ワーストの呪縛から解放されるためには、そもそもワーストランクの設定が必要なのかどうか、考えてみることも重要でしょう。水質ランクを重視する思考は、全国の川を一律の基準で評価して、水質の良い川は励まし、水質の悪い川については行政・企業・市民の改善努力を促すという主旨なのだろうと思われます。しかし、全国の川の水質が最悪の状況を脱しつつあり、ワーストワンとされる鶴見川も、実はアユがたくさん棲む川であるという状況になったいま、はたして従来と同じ思考による水質ランキングの発表を続ける必要があるのかどうか、そろそろ疑問がでてよいだろうと思われます。
大きな理由の第一は、ランキングによって全体の水準を引き上げるという目標は、工場排水の規制や下水道の整備などの基本方式の形成で達成する定式が成立したように思われることです。時間、予算、市民意識の向上等の課題はもちろん残っていても、ランキングによって序列を意識させる方式が今後とも大きな成果を上げてゆくと期待される状況ではなくなってきたと、思われます。

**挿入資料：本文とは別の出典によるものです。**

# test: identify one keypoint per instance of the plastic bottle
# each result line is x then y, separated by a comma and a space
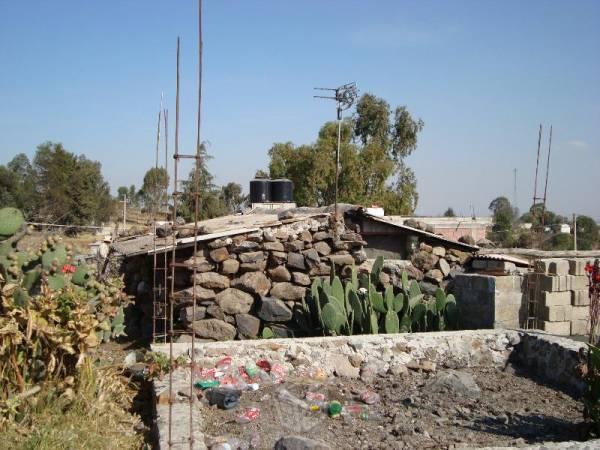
248, 415
206, 384
288, 397
370, 397
335, 409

理由の第二は、逆効果に関する危惧があることです。今後の川づくりは行政だけでなく、市民・企業などの広汎な協働によってすすめるほかなくなっており、地域や市民の川への<愛>の深さが決定的な要素となる可能性が高いと思われますが、ワーストランクの発表は、市民や企業の川への関心や愛を高めるより、むしろ川への距離感、川への関心の低下を促す可能性が高いと、危惧されます。たとえば、下水処理場とも共存してゆく他のない典型的な都市河川・鶴見川の下流部は、四万十川や石狩川の水質を達成するはずのない川です。極端な言い方をすれば、たとえワーストランクが上位であっても、水質の絶対的な水準において、ハゼが暮らし、アユが上り、人びとが賑やかに水辺で憩える川となれば、相対ランクを永遠に問題にされるべき理由はないということでしょう。
川を、それぞれの個性にあわせて大切にする、それぞれの個性に合わせて目標をたて大きな協働で<よい川>にしてゆく時代がはじまっています。ワーストランクの相対評価はその時代を、むしろ阻害する方式なのではないでしょうか。